L'omelette aux tomates de Pagnol

Le sommet du Garlaban.

Littérature

Avec l’amitié de Lili, une nouvelle vie commença pour moi. Après le café au lait matinal, quand je sortais à l’aube avec les chasseurs, nous le trouvions assis par terre, sous le figuier, déjà très occupé à la préparation de ses pièges. […]

Tout en rabattant le gibier vers nos chasseurs, nous placions nos engins sur le sol, au bord des barres, ou sur une branche fourchue, au cœur d’un térébinthe que Lili appelait « pétélin ».

Cet arbre qui pousse si bien dans les poèmes bucoliques, fait des grappes de graines rouges et bleues, dont tous les oiseaux sont friands : un piège dans un térébinthe, c’est la capture assurée d’un cul-rousset, d’un merle, d’un pinson vert, d’une grive…

[…] Les carniers étaient toujours bien garnis, mais nous dévorions jusqu’aux miettes. Pendant que nous mangions l’omelette aux tomates – délicieuse quand elle est froide – les côtelettes grésillaient sur une braise de romarin. […]

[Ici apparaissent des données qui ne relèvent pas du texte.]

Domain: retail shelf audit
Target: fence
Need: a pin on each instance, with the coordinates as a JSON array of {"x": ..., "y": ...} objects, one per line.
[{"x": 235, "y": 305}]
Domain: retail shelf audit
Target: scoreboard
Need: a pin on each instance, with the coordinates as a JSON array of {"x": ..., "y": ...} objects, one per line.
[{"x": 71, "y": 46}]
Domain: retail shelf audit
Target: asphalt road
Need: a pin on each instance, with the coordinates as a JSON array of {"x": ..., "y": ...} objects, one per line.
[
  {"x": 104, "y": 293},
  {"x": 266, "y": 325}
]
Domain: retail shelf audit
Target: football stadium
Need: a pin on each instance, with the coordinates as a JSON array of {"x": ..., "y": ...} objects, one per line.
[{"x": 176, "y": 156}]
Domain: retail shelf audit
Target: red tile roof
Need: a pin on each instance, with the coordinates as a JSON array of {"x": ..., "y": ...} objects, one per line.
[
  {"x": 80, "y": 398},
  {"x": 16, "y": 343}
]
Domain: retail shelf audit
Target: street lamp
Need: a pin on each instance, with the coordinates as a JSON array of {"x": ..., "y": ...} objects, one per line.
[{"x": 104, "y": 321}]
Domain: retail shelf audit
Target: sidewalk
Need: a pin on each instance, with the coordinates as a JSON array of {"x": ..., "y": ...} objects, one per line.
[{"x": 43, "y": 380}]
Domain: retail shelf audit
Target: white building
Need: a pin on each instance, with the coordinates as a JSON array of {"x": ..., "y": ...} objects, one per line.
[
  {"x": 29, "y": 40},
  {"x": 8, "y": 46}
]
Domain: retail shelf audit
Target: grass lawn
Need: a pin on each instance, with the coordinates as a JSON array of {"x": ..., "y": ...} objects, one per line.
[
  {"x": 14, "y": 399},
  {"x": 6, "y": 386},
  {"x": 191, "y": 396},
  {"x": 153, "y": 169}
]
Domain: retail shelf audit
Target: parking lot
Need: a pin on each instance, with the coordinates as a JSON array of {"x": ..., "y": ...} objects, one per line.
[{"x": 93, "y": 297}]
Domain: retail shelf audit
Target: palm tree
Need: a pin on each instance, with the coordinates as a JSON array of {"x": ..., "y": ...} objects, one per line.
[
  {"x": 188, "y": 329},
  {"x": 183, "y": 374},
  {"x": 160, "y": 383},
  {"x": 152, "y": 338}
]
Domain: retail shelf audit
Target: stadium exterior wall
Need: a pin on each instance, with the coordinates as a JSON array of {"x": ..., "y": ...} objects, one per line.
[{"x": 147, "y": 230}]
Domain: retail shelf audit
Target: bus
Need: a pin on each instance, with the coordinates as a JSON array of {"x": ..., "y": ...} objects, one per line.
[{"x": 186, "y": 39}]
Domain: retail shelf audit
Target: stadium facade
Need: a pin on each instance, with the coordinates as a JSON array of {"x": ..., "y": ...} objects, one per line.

Quand il ne restait plus rien d’autre que les os des côtelettes et la croûte du fromage, les chasseurs, étendus sur un lit de baouco, faisaient la sieste, un mouchoir sur le visage, à cause des petites mouches, tandis que nous remontions vers les barres, pour la première visite de la « tendue ». […]

Après la première tournée, il fallait attendre jusqu’à cinq ou six heures, pour laisser nos pièges « travailler ».

Alors pendant l’après-midi, nous allions explorer des crevasses, cueillir le pèbre d’aï des Escaoupré, ou la lavande du Taoumé. […]

Lili savait tout ; le temps qu’il ferait, les sources cachées, les ravins où l’on trouve des champignons, des salades sauvages, des pins- amandiers, des prunelles, des arbousiers ; il connaissait, au fond d’un hallier, quelques pieds de vignes qui avaient échappé au phylloxéra, et qui mûrissaient dans la solitude en grappes aigrelettes, mais délicieuses. Avec un roseau, il faisait une flûte à trois trous. Il prenait une branche bien sèche de clématite, il en coupait un morceau entre les nœuds, et grâce aux mille canaux invisibles qui suivaient le fil du bois, on pouvait la fumer comme un cigare. […]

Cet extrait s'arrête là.